Our core libraries allow for swift and accurate integration of complex and continuous numerical functions in 2D and 3D.

We offer effective and efficient algorithms for the shortest path, shortest distance, maximum flow, cycle detection, negative cycle detection, transitive equivalence, minimum equivalence, longest path, Hamiltonian cycle, and more. Our suite of algorithms is designed to work in High-Performance Computing (HPC) environments.

Our core libraries enable rapid and reliable search for zeros in intricate and continuous 1D, 2D or 3D functions.

Sometimes, finding roots isn't enough, or isn't appropriate given the nature of the function. Our 1D, 2D, and 3D MinMax Finders quickly and optimally search and discover minima and maxima of intricate and continuous 1D, 2D and 3D functions.

Our core libraries provide flexible and speedy manipulation of 2D and 3D scatter points, enabling rotation, translation, shearing, flipping, and more.

Our libraries offer efficient and parallelized lean AI methods, including Random Forest, Logistic Regression, Multivariate Regression, Nearest Neighbor, Naive Bayes, and Support Vector Machine. Our statistical routines also provide access to Chi-Squared Tests, Fisher Tests, and Cohort Matching.

Our libraries enable fast and highly parallelized 1D and 2D Fourier Transforms, suitable for high-performance computing environments.

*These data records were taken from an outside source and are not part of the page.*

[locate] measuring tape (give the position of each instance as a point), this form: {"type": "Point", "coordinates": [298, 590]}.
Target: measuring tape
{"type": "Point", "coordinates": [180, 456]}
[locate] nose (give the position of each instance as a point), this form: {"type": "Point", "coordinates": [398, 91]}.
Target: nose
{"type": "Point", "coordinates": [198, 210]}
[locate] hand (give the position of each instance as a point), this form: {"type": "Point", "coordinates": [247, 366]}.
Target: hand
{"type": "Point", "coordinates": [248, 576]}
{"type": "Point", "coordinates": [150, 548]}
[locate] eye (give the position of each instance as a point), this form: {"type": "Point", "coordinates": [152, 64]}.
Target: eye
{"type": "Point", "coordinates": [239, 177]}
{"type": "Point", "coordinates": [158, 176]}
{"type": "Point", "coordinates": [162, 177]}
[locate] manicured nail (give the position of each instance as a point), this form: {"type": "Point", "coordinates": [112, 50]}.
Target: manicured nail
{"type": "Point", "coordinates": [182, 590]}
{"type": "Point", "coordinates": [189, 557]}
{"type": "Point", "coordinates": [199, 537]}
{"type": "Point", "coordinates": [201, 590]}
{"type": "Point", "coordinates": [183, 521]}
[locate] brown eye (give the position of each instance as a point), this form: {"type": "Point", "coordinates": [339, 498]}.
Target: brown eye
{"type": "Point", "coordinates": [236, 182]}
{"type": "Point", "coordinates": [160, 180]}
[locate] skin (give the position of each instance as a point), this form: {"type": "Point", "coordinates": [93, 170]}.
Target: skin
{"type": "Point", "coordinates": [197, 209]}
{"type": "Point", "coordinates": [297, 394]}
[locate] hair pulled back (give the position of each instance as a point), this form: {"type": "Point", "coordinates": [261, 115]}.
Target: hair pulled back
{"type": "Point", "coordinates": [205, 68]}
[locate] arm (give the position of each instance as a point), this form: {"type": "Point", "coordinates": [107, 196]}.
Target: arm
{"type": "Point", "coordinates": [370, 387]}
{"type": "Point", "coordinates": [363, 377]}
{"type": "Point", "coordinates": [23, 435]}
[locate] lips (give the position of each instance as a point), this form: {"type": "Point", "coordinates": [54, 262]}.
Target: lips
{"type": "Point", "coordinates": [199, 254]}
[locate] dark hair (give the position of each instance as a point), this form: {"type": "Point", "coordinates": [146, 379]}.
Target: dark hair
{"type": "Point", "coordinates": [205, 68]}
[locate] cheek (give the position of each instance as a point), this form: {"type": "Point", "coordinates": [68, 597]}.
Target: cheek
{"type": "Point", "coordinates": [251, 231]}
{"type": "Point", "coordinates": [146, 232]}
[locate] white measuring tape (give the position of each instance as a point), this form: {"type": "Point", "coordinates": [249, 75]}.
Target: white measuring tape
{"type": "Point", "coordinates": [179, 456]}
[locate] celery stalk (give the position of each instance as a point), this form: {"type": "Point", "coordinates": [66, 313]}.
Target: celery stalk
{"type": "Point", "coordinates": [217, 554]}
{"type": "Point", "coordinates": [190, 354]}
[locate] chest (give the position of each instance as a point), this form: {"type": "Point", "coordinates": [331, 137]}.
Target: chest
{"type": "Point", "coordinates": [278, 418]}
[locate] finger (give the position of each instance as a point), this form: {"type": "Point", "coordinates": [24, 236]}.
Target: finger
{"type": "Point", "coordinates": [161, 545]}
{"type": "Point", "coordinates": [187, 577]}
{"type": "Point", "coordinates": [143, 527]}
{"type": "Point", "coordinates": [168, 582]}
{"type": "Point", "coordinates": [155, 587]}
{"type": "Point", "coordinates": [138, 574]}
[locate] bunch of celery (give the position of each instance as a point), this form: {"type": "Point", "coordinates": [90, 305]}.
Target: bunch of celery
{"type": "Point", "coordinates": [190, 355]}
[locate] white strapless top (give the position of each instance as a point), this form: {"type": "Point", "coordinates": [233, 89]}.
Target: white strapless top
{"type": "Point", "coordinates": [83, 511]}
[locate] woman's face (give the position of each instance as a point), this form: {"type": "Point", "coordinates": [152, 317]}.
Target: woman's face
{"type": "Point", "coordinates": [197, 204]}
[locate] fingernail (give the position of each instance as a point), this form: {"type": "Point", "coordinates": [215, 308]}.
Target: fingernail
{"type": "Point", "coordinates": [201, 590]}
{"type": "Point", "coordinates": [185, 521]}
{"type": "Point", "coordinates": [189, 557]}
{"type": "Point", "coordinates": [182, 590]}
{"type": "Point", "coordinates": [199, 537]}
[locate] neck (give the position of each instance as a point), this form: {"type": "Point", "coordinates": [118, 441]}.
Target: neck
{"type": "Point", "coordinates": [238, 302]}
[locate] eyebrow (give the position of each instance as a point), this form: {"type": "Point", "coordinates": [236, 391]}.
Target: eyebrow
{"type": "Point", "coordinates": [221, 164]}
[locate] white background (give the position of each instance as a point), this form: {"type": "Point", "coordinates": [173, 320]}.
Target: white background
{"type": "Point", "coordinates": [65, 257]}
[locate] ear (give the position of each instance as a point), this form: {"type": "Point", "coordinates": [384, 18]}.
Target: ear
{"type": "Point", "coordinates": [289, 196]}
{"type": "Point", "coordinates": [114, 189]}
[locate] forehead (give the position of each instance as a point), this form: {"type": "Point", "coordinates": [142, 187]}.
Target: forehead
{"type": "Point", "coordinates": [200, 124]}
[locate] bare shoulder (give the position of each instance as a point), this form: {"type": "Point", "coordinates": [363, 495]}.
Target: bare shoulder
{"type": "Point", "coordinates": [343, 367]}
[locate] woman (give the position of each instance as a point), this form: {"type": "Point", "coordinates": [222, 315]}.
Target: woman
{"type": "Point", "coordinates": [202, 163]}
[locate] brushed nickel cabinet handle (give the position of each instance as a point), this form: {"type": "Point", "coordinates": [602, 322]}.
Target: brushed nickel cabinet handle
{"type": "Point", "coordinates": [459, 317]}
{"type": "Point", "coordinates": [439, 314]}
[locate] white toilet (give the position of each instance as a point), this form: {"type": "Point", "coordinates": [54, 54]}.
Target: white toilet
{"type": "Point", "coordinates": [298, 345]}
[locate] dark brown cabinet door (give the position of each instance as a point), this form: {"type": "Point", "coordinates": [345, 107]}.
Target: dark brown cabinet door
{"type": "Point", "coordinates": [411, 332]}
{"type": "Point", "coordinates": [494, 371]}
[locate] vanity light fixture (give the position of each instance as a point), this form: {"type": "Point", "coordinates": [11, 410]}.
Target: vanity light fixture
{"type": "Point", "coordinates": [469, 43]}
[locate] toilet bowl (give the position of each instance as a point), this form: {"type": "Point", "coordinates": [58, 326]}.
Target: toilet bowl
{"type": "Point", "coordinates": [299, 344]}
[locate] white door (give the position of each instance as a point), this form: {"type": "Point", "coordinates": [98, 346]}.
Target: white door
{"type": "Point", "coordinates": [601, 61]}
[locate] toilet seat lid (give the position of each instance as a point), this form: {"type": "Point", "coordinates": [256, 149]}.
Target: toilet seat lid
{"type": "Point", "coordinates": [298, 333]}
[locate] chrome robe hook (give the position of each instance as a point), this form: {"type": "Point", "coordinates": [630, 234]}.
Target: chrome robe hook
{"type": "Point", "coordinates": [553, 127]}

Our core libraries include specialized math structures, such as Symmetric Matrices, Boolean Matrices, Integer Matrices, Sparse Matrices, Sparse Symmetric Matrices, Specialized Cartesian and Spherical Coordinate Transformation Matrices, 2D/3D FieldMeshes, 2D/3D/ND KDTrees, and Disjoint sets, designed to improve performance and accuracy in various applications.